My Self Publishing Experience Thus Far
I wrote myself a royalty check last week. It is the first time I have ever done so. With the creation of Cobble Stones, and Hold on to Your Horses finally being profitable, I realized that it is time for the publishing company I run to be paying me as a writer. So I did the spread sheet, calculated the numbers for last quarter, then wrote the check and signed it. Right afterward, I flipped it over and signed the back so I can deposit it. Before I tell you how much money, let me tell you a couple more things.
Hold on to Your Horses took me a month to write. Granted, I probably only worked for about 10 hours of that month, but during that month I wrote little else. Finding an artist to work with used up at least 30 work hours. Back and forth with the artist took 40 work hours over three months. Layout and design took at least 40 hours, this includes the hours I spent curled into a ball crying because I was sure that I’d completely ruined the project and would never be able to make it work right. I had to wait three months to get the books. Then I took the books with me to every convention I attended. I talked about them to customers over dealer’s room tables. I did that over and over again for four years. I talked about Hold Horses on the internet. I did interviews on local television, radio, podcast, and the internet. Howard blogged about the book to all his readers. The project finally broke even financially last year. It has now paid my artist a fair rate and paid for printing costs. My royalty check for this month, the first money I’ve ever made on the project, was $15.
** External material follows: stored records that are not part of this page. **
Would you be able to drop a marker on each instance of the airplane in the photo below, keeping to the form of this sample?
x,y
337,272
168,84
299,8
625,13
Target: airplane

Cobble Stones is newer. It took me 20-30 hours to edit, layout, and create. I paid someone to help me put it into kindle and ePub formats. I spent at least 30 hours making the cover through trial and lots of error. I don’t know how many hours went into the original essays. I haven’t spent much time marketing it yet. The release got swamped by the Sharp End of the Stick pre-order. It was more a kick-this-thing-out-the-door-to-fend-for-i
I give all these numbers because people considering self-publishing should know. It eats a lot of time and usually does not pay a lot of money. I’m not sorry I did the projects. I continue to hope that they will earn more in the future, but they have not even begun to pay me back for the financial value of my time. Emotionally both projects are paid in full and then some. Except, perhaps, in the moment when I hold a $24 check and think “that’s it?”
The Schlock books are also self-published. They support our family as well as allow us to hire a colorist and an occasional shipping assistant. Neither Howard nor I has been able to leverage the fervent Schlock audience into sales for my books. The works are too different. My writing has to find its own audience, and I’m working on that slowly. I’m treating this first $24 check as a promise to myself. It is a starting point from whence I can grow. It certainly beats the zero dollars I was getting before. Self publishing is a long game, I need to be willing to keep working at it for years to come.